2: Ticket is assigned to the Microsoft 365 Data Protection department/team. They verify if you are authorized for this request. There are a few ways to prove you are authorized.

• They try to contact the configure (technical) contact by Phone. They call the phone number which is configured in your tenant information. If you pick up the phone and they are able to verify it’s you, they can proceed to the next team.
• They send an e-mail to one of the Global Admins. If they respond EXACTLY what they ask within an hour the process continues to the next team. If the Global Admin did not respond they send e-mail to all users who have some administrator roles assigned. If they respond EXACTLY what they ask within an hour the process continues to the next team.
• If responding to one of the above e-mails is not possible, they ask you to create a TXT record in one of the verified (custom) domain names in the tenant. The TXT record value must be the exact same date of today (for example: 09-09-2022). Microsoft verifies this by using mxtoolbox.com. If so, the procedure continues.
• After completing the above steps they ask you to deliver the following legal documents. These must be uploaded to a Secure File Exchange link which you receive from Microsoft Support.

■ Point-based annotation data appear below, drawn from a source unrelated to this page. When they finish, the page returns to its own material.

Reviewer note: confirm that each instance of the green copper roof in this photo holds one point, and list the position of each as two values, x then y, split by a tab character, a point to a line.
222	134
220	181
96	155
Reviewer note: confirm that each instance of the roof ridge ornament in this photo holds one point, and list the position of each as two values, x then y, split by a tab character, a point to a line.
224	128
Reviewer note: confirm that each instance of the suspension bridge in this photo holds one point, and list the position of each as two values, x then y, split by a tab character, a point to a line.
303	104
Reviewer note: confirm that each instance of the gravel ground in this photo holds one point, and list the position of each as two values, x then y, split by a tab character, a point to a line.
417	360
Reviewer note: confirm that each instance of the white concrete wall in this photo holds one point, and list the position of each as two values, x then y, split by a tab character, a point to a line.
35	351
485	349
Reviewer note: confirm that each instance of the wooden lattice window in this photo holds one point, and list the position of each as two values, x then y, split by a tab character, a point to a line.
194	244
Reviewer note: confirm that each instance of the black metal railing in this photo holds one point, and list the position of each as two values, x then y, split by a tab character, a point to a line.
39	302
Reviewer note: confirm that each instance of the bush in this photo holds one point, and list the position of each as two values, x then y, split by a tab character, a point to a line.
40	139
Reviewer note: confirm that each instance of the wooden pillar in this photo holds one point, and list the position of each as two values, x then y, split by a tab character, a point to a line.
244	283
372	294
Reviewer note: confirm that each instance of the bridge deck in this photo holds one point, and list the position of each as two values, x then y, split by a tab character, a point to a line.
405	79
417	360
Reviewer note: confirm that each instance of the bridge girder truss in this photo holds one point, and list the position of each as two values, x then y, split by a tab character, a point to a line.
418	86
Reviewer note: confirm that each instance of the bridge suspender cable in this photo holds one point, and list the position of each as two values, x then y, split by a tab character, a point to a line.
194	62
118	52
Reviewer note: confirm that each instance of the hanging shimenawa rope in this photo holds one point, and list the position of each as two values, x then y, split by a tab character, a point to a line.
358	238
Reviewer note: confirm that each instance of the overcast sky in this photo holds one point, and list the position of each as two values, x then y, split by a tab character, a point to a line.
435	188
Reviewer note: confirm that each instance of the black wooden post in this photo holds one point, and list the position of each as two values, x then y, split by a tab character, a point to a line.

3: While being verified tons of times, they assign the case to the Azure Product Team or Office 365 Premier Support team. They ask you to do a failed logon once and send them the Request ID, Correlation ID and timestamp as shown in your failed logon details. This gives them ability to verify your Azure AD Sign-in logs and investigate the actual issue. In my case it was a Conditional Access policy.

And than there’s the moment we’re waiting for.. The ticket is finally escalated to the Azure Product Team or a Microsoft 365 engineer (Tier 3) who will unlock your tenant! In my case they excluded one verified global admin from a specific conditional access policy. I was now able to logon, regained access and immediately modified the CA policy which was causing troubles.